The Carolina Hurricanes completed a comeback in overtime to win Game 2 of the 2026 Stanley Cup Final when Jarvis buried a game-winning power-play goal, evening the series after Vegas had taken Game 1.
The Mic Drop highlight package published by NHL.com stitched together the decisive moments: Howden opened the scoring and finished with two goals, including a shove-to-the-net effort; Stankoven added a third-period tally; Staal gave Carolina the lead with a tipped-in power-play strike; Jankowski answered with an equalizer from the slot; Stone forced overtime by tossing in a rebound; and Hart denied Svechnikov on a late rebound attempt before Jarvis struck on the power play to end it.
The package concentrated on discrete plays rather than a play-by-play. It packaged the scoring swings — lead changes, a tying goal, a late save and an overtime finish — into the short, showpiece format fans expect from a Mic Drop, and it included highlights labeled VGK@CAR, SCF, Gm 2.
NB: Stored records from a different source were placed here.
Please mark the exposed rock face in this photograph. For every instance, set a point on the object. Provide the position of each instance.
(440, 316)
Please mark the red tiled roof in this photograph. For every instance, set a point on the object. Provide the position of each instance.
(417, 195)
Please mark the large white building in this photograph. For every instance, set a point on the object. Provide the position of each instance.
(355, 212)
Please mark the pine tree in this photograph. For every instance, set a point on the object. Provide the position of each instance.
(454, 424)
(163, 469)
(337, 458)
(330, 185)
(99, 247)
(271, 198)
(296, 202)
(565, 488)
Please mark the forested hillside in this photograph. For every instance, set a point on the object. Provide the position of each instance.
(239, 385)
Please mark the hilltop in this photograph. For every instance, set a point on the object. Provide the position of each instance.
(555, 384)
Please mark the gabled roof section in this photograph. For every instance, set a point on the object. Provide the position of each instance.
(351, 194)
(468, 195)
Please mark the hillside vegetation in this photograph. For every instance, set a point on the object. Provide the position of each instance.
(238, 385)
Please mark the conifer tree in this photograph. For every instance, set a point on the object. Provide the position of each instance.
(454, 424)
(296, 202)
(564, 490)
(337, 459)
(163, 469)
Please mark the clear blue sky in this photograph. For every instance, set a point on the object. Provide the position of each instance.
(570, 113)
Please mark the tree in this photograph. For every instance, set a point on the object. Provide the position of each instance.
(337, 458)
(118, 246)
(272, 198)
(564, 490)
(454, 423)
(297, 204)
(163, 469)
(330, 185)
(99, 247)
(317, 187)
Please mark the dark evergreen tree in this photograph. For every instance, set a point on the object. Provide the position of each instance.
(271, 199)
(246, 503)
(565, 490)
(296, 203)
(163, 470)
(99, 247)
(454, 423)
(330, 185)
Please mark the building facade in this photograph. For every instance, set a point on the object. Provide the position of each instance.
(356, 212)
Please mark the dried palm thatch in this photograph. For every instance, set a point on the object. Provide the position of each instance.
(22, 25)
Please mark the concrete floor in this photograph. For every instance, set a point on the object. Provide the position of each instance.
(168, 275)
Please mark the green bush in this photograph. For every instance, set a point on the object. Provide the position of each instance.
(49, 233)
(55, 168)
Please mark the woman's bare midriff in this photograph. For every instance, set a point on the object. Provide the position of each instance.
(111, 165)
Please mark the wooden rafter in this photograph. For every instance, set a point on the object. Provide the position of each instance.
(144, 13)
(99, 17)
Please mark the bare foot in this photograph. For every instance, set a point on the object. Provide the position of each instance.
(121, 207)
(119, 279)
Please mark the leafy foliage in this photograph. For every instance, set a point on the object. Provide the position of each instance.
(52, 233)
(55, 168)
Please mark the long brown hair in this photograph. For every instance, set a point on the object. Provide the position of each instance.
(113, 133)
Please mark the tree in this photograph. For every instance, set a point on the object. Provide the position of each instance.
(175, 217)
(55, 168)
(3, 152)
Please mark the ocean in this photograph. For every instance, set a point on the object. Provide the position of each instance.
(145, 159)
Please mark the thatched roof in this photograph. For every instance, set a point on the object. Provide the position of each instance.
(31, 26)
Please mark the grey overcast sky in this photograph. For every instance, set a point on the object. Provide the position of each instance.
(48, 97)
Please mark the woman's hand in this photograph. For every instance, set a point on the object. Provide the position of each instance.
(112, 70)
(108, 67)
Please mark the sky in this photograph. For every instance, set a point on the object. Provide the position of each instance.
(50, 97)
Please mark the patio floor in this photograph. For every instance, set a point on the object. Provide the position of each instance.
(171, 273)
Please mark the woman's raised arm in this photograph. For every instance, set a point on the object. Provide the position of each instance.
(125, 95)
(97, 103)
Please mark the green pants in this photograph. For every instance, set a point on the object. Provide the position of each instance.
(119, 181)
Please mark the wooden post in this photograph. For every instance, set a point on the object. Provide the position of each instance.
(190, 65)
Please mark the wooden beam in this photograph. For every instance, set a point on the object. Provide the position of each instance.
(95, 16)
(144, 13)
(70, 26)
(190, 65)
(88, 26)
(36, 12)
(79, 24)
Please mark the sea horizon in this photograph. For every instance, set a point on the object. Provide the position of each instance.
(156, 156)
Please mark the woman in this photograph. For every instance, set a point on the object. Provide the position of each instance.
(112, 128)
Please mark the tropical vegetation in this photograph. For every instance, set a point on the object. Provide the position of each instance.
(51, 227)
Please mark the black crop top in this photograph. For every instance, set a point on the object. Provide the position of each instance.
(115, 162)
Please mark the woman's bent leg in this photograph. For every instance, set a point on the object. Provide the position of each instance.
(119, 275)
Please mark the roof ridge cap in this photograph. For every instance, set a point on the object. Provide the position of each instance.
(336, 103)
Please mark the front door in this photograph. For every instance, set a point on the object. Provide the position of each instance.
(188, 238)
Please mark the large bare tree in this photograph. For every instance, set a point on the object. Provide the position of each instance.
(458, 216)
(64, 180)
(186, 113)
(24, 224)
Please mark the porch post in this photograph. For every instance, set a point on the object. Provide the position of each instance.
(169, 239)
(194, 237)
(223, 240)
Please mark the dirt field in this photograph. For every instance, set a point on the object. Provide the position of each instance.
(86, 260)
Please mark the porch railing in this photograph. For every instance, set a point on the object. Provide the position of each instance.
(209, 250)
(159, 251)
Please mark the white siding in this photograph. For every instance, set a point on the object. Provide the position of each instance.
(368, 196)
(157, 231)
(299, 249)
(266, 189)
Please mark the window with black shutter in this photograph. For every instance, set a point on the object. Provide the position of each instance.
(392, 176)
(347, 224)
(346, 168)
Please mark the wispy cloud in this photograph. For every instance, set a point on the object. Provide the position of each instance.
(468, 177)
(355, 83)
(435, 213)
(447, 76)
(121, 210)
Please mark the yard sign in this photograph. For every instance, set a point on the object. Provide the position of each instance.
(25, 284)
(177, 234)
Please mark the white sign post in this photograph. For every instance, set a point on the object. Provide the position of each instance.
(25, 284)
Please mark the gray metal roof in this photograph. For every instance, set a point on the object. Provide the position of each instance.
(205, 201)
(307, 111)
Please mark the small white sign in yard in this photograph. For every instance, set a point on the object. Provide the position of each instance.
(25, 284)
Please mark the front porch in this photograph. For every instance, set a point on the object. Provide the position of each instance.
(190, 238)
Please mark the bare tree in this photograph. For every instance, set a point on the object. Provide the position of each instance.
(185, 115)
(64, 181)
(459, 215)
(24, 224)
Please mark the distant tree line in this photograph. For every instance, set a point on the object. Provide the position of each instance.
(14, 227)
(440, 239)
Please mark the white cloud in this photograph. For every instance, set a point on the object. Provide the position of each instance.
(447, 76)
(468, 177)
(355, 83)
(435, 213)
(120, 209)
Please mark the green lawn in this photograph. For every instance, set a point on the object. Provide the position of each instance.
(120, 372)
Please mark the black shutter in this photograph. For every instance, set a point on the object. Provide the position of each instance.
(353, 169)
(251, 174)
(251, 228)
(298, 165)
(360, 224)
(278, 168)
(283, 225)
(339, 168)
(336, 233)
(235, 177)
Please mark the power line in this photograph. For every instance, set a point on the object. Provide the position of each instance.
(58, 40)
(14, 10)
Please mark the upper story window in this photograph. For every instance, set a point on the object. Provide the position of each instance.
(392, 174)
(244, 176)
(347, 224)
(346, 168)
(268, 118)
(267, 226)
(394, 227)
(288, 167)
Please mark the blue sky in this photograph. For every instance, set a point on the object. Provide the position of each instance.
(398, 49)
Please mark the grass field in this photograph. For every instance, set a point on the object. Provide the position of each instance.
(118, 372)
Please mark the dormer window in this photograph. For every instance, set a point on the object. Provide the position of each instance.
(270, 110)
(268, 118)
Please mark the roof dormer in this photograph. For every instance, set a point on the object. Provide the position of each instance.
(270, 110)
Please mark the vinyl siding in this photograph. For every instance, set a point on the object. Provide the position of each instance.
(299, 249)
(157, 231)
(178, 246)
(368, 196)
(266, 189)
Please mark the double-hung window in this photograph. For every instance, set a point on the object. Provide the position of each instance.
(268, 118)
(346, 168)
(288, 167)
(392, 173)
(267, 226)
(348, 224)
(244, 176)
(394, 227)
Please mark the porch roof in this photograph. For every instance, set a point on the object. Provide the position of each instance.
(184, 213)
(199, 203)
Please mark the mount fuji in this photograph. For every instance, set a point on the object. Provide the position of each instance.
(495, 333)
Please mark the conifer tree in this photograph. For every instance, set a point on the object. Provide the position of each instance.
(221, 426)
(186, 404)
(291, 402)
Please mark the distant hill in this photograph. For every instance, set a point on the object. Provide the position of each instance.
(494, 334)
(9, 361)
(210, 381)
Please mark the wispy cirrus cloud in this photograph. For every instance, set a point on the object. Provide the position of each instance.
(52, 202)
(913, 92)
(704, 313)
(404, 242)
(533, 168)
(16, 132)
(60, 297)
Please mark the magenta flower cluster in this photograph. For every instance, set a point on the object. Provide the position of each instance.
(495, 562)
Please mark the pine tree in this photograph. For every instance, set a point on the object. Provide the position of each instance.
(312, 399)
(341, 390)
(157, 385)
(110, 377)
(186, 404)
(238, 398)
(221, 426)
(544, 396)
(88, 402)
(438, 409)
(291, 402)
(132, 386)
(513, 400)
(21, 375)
The narrative that emerges from those clips is one of matching comebacks: Vegas answered in Game 1 with its own late rally, and Carolina answered back in Game 2. That back-and-forth left the Final with no clear momentum swing after two games; the series stands tied, and both clubs can point to late-game resilience as evidence that neither advantage will be easy to hold.
The Mic Drop also pointed viewers forward: alongside the Game 2 highlight reel it referenced a Game 3 preview, signaling what matters next in the matchup. The decisive, game-ending power-play goal by Jarvis underlines special teams as an immediate area to watch — both as a source of sudden victory and as a possible matchup lever for coaches plotting adjustments before the next meeting.
For now the record is simple and immediate: Vegas won Game 1, Carolina won Game 2 in overtime, and the series continues. The most consequential question after a pair of comeback games is obvious and narrow — which team will convert that late-game capacity into consistent control in Game 3?